Technology-based agriculture in Africa could lower carbon pollution as farming expands

Hank Campbell, editor of Science 2.0, summarizes a new study that looks at land use and carbon footprint for agriculture in Africa across a range of scenarios.

We can now produce so much food that the world’s population has no realistic limits, and the Africa that once needed Live-Aid concerts to raise money to buy grain is so close to being able to fend for itself that environmentalists are raising alarms about Africa’s agricultural CO2  emissions.

There is a solution to both issues. It used to be that growing more food was a simple equation: more farms, less forests. That is not the case anymore. If the rest of the world accepted food science the way the United States does, a region the size of Amazonia could be reverted to nature with no decrease in yield.

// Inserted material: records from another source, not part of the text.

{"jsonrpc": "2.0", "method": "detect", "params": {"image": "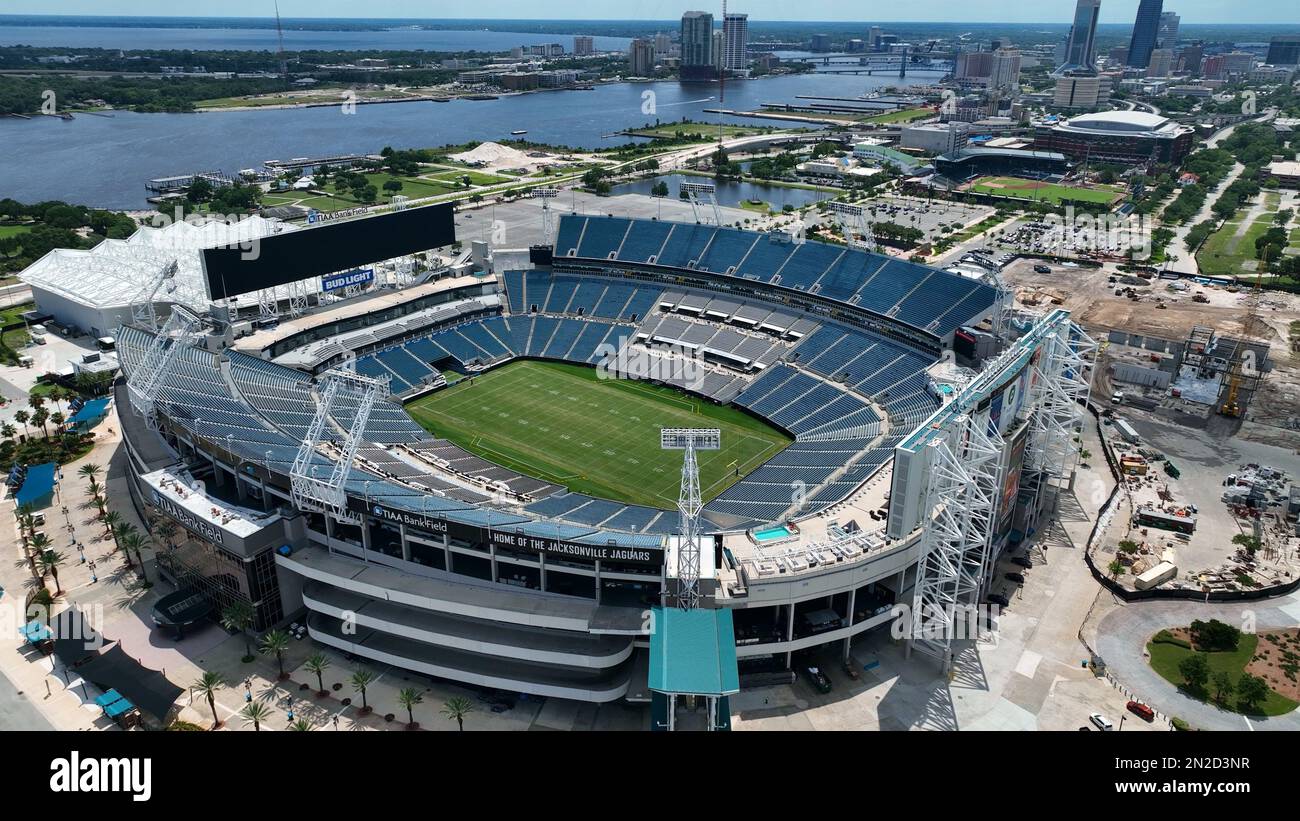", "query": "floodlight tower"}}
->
[677,182,723,227]
[659,427,722,611]
[827,201,876,251]
[528,188,560,242]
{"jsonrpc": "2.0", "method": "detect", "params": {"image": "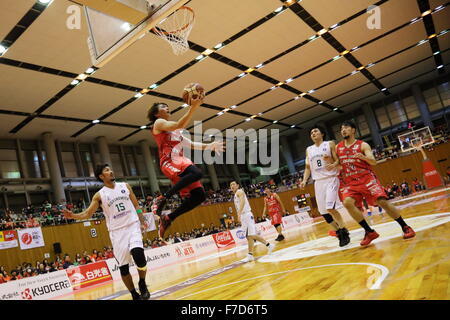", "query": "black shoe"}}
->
[336,228,350,247]
[131,290,142,300]
[139,281,150,300]
[155,196,167,217]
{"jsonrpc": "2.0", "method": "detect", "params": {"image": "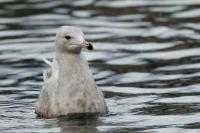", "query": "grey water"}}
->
[0,0,200,133]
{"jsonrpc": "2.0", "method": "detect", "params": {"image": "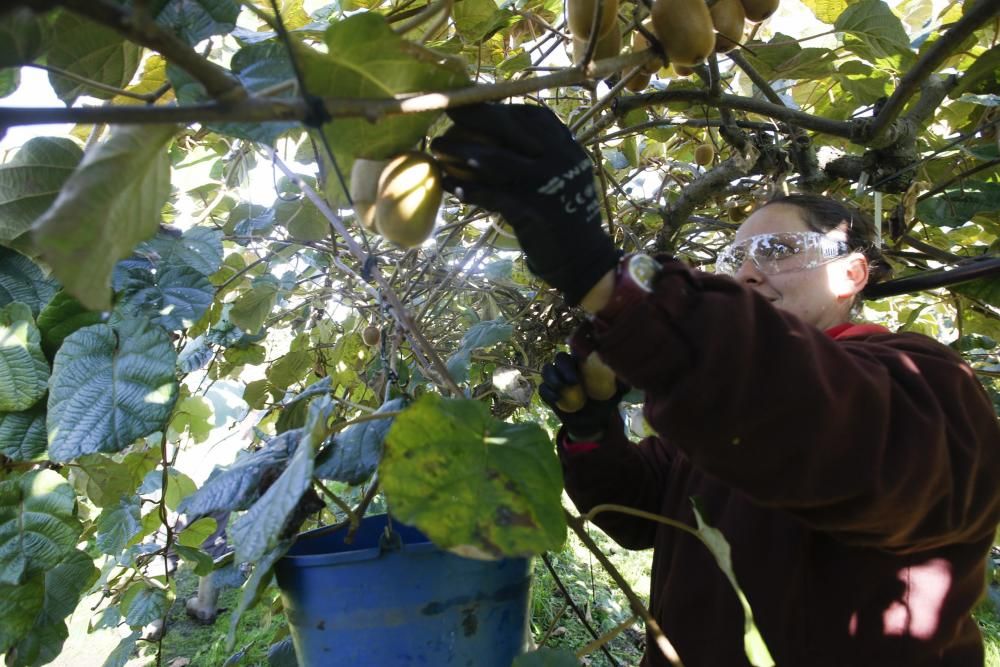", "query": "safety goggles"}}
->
[715,232,851,276]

But there is cultural pressure from First-World environmentalists to not allow modern science, such as genetic modification, in Africa. They claim if Africa frees its people from reliance on outside help it will amplify negative environmental effects, raising CO2 emissions and accelerating deforestation.

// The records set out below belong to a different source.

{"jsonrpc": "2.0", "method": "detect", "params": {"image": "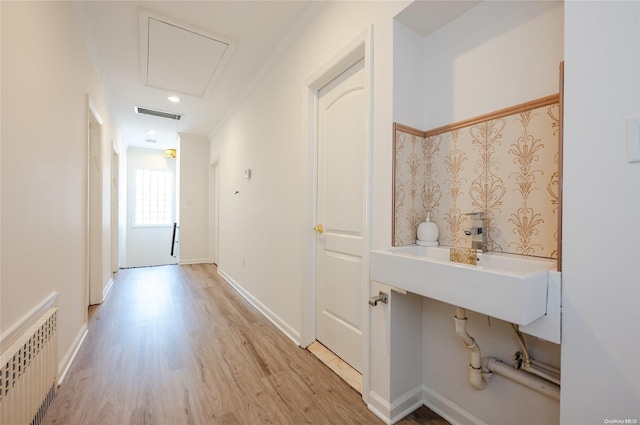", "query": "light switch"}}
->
[627,115,640,162]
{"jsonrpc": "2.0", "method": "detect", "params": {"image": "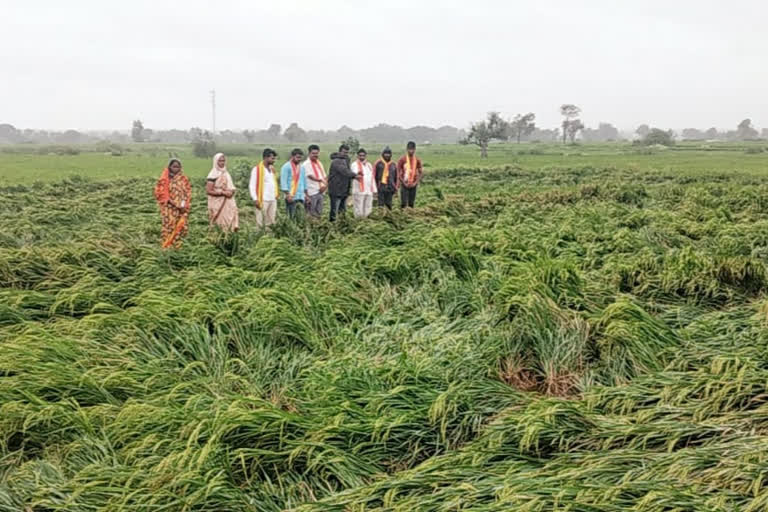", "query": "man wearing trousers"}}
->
[248,148,277,228]
[301,144,328,218]
[352,148,376,219]
[280,148,307,219]
[328,144,357,222]
[397,141,424,208]
[374,146,397,210]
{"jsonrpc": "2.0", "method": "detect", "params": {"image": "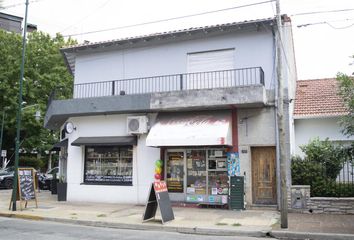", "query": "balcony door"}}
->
[183,49,235,89]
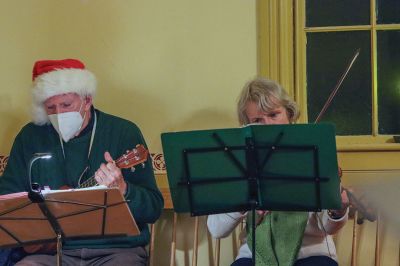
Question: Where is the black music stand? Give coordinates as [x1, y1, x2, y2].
[161, 124, 341, 263]
[0, 187, 139, 265]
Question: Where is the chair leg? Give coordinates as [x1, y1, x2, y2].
[351, 211, 358, 266]
[169, 212, 178, 266]
[375, 213, 381, 266]
[214, 238, 221, 266]
[192, 216, 199, 266]
[148, 224, 155, 266]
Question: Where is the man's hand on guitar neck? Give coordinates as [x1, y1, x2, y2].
[95, 151, 127, 195]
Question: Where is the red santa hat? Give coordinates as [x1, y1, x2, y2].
[32, 59, 97, 125]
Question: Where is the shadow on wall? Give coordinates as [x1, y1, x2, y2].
[166, 109, 238, 131]
[0, 110, 30, 155]
[94, 85, 168, 148]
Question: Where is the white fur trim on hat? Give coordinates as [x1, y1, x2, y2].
[32, 68, 97, 125]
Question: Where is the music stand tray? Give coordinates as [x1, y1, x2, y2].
[161, 124, 341, 216]
[0, 187, 139, 248]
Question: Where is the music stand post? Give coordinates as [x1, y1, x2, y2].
[0, 187, 139, 265]
[162, 125, 340, 264]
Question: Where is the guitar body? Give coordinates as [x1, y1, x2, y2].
[23, 144, 149, 255]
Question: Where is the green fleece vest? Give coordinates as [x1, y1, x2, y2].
[247, 211, 308, 266]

A recent study tested that idea. Thomas Hertel, Navin Ramankutty, and Uris Lantz Baldos found that African agricultural expansion could add up to 267,000,000 metric tons of global carbon emissions, which is equivalent to adding 56,000,000 cars in the 25-year period between 2025 and 2050. Without modern science, Africa would need to add 4.4 million acres of farmland to feed itself.

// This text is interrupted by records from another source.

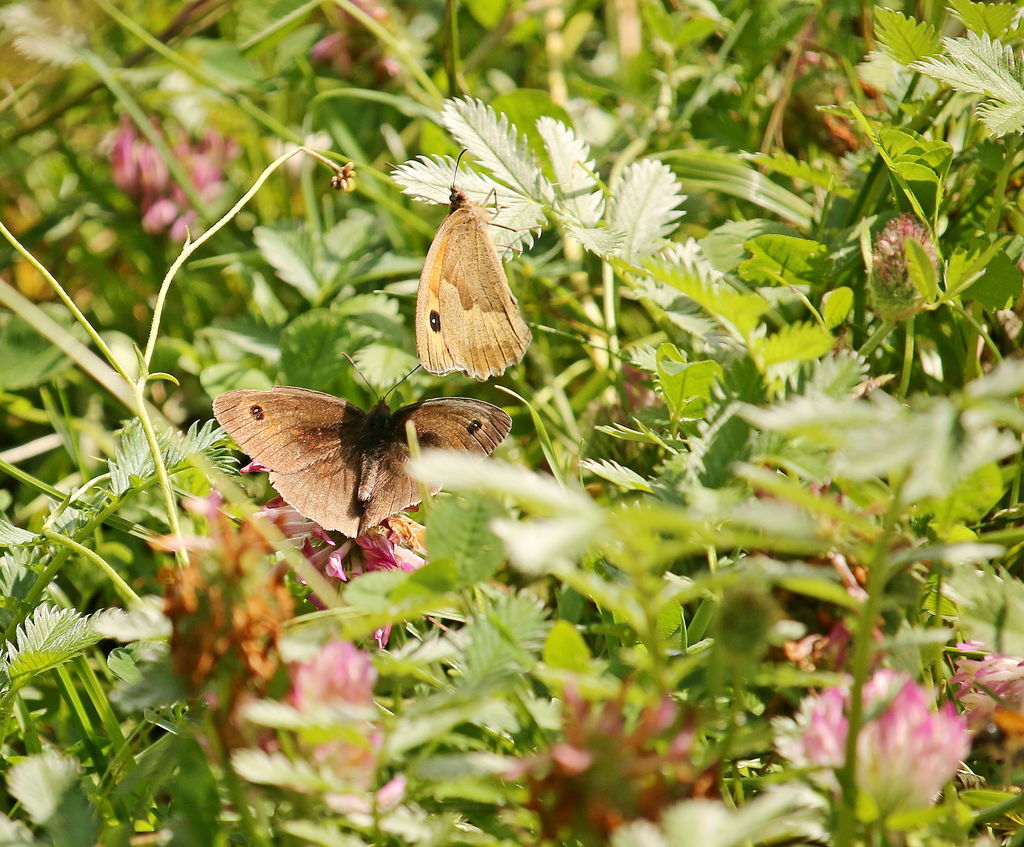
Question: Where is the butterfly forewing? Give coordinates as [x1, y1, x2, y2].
[416, 192, 530, 379]
[213, 387, 367, 536]
[213, 387, 512, 536]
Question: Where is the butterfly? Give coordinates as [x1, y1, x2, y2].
[416, 175, 531, 380]
[213, 386, 512, 537]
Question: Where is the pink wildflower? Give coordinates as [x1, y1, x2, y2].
[292, 640, 377, 711]
[776, 670, 971, 817]
[111, 118, 239, 241]
[950, 642, 1024, 729]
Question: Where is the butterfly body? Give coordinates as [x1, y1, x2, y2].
[416, 186, 531, 380]
[213, 386, 512, 537]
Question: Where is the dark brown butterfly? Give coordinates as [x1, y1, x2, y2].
[213, 386, 512, 536]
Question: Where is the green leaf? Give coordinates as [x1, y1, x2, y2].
[2, 603, 99, 687]
[610, 159, 686, 263]
[751, 323, 835, 368]
[281, 309, 354, 394]
[580, 459, 653, 494]
[662, 151, 816, 229]
[253, 224, 324, 300]
[657, 342, 722, 419]
[963, 250, 1024, 310]
[441, 97, 554, 204]
[821, 286, 853, 330]
[874, 6, 939, 65]
[0, 513, 40, 547]
[0, 308, 77, 391]
[427, 495, 505, 588]
[543, 621, 591, 673]
[949, 0, 1018, 38]
[947, 567, 1024, 655]
[903, 239, 939, 303]
[739, 235, 829, 286]
[490, 88, 572, 159]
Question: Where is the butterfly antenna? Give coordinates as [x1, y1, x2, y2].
[381, 365, 423, 401]
[452, 147, 469, 188]
[342, 353, 381, 403]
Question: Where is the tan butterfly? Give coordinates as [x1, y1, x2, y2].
[213, 386, 512, 537]
[416, 162, 531, 380]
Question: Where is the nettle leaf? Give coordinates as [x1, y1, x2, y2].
[610, 159, 686, 262]
[427, 495, 505, 588]
[108, 418, 232, 497]
[391, 156, 545, 260]
[949, 0, 1018, 38]
[821, 286, 853, 330]
[580, 459, 653, 494]
[647, 263, 771, 337]
[0, 512, 40, 547]
[739, 235, 830, 286]
[946, 567, 1024, 655]
[3, 603, 99, 687]
[455, 593, 551, 684]
[441, 97, 554, 204]
[751, 323, 836, 368]
[874, 7, 939, 65]
[253, 223, 323, 300]
[537, 118, 604, 227]
[7, 750, 84, 827]
[655, 342, 722, 419]
[739, 151, 836, 190]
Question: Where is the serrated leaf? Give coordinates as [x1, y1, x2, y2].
[7, 750, 82, 827]
[752, 323, 835, 368]
[580, 459, 652, 494]
[874, 6, 939, 65]
[456, 594, 551, 684]
[253, 225, 322, 300]
[0, 513, 40, 547]
[740, 151, 836, 190]
[949, 0, 1018, 38]
[391, 156, 545, 260]
[543, 621, 591, 673]
[3, 603, 99, 686]
[610, 159, 686, 263]
[537, 118, 604, 228]
[739, 235, 828, 286]
[427, 496, 505, 588]
[903, 239, 939, 303]
[441, 97, 554, 204]
[821, 286, 853, 330]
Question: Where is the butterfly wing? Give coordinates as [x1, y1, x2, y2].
[359, 397, 512, 533]
[213, 386, 367, 536]
[416, 202, 531, 380]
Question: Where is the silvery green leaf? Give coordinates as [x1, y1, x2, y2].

Organic farming is fine for California, but much of Africa does not have ideal soil, water, or climate. Science is the great equalizer. Without it, their crop-to-emissions ratio would be a negative compared to the American farms that take advantage of advanced crop science. If African food production improves because modern science is the norm, any negative effects from Africa feeding itself would diminish quickly.